Le journaliste met dans le même panier Makhradj 7 et Oum Haroun, feuilleton koweïtien, qu'il appelle les «deux jumeaux maléfiques», qui œuvrent à la normalisation avec Israël. À la longue, prédit-il, Israël finira par réclamer, et obtenir, le retour à Khaïbar, et sur les Lieux saints, notamment à La Mecque, et à exiger une part du pactole pétrolier, avec effet rétroactif. Oum Haroun raconte les aventures et la vie à Bahreïn d'une Juive docteur en médecine, dans les années quarante, c’est-à-dire avant la création de l'État israélien. Dans l'esprit de ses producteurs, il s'agissait de montrer comment Juifs et Arabes vivaient en bonne entente dans un des pays du Moyen-Orient, avant la spoliation de la Palestine. Mais les principaux concernés, à savoir les Palestiniens, n'ont pas eu le même regard. Notre confrère Mohamed Salama n'hésite pas à dire que ce feuilleton est une atteinte délibérée à une période importante pour la région arabe et pour la cause palestinienne en particulier. Oum Haroun est une image inversée des évènements, et ceux qui sont derrière son financement et sa diffusion n'ont pour objectif que de rendre service uniquement à Israël. Ce qui est sûr, c'est que les pays arabes peuvent encore rendre de signalés services à Israël, en continuant à produire des films et des séries bas de gamme, salués comme des chefs-d'œuvre.
A. H.

(1) Il y a quand même un confrère qui a encensé Al-Nihaya, et sans même s'être donné la peine de regarder au moins le 1er épisode, et c'est ce bon vieux Abd-Albari Attoine. Le super Palestinien, et hyper Arabe, ancien propriétaire du quotidien Al-Quds, cédé au Qatar, a salué Al-Nihaya, en ces termes : «Le feuilleton égyptien Al-Nihaya, qui est diffusé actuellement sur l'une des chaînes officielles égyptiennes, à l'occasion du Ramadhan, parle de la libération d'Al-Quds, et de toute la Palestine, ainsi que de la fuite des Israéliens vers leurs pays d'origine.» C'est un résumé que n'importe qui peut retrouver sur Wikipédia, et Abdelbari semble avoir cédé à cette facilité.
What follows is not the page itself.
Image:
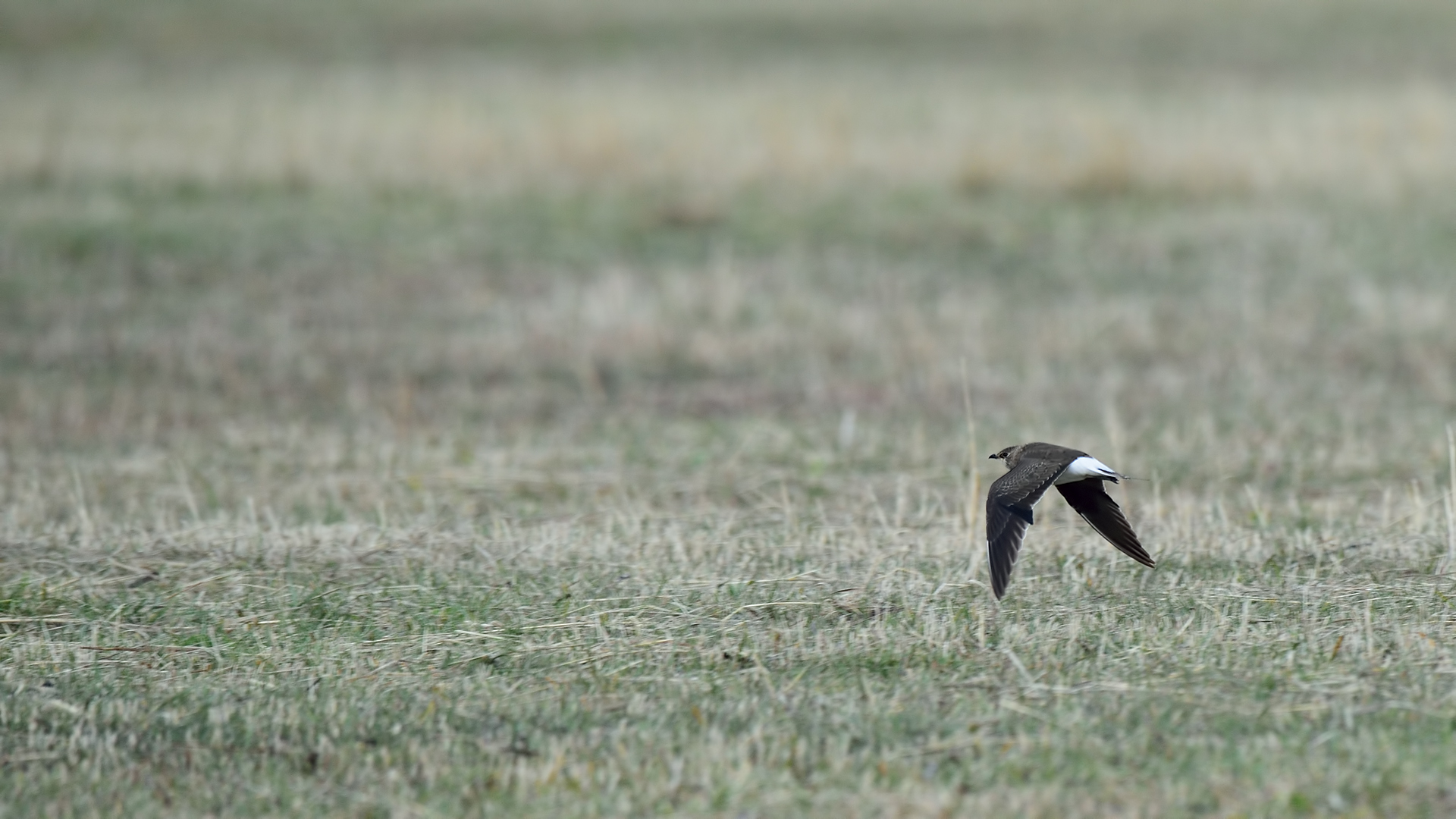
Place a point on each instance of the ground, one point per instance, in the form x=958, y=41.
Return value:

(2) De l'adaptation très orientée du roman de John Le Carré, La petite fille au tambour, à la série Fauda en cours sur Neflix, Israël a acquis une expérience et un savoir-faire indéniables en matière de valorisation de son image. Entre-temps, il y a eu le controversé Ange du Mossad censé prouver que le gendre de Nasser, Ashraf Marwane, célébré comme un héros en Égypte, était un agent double au service du Mossad israélien.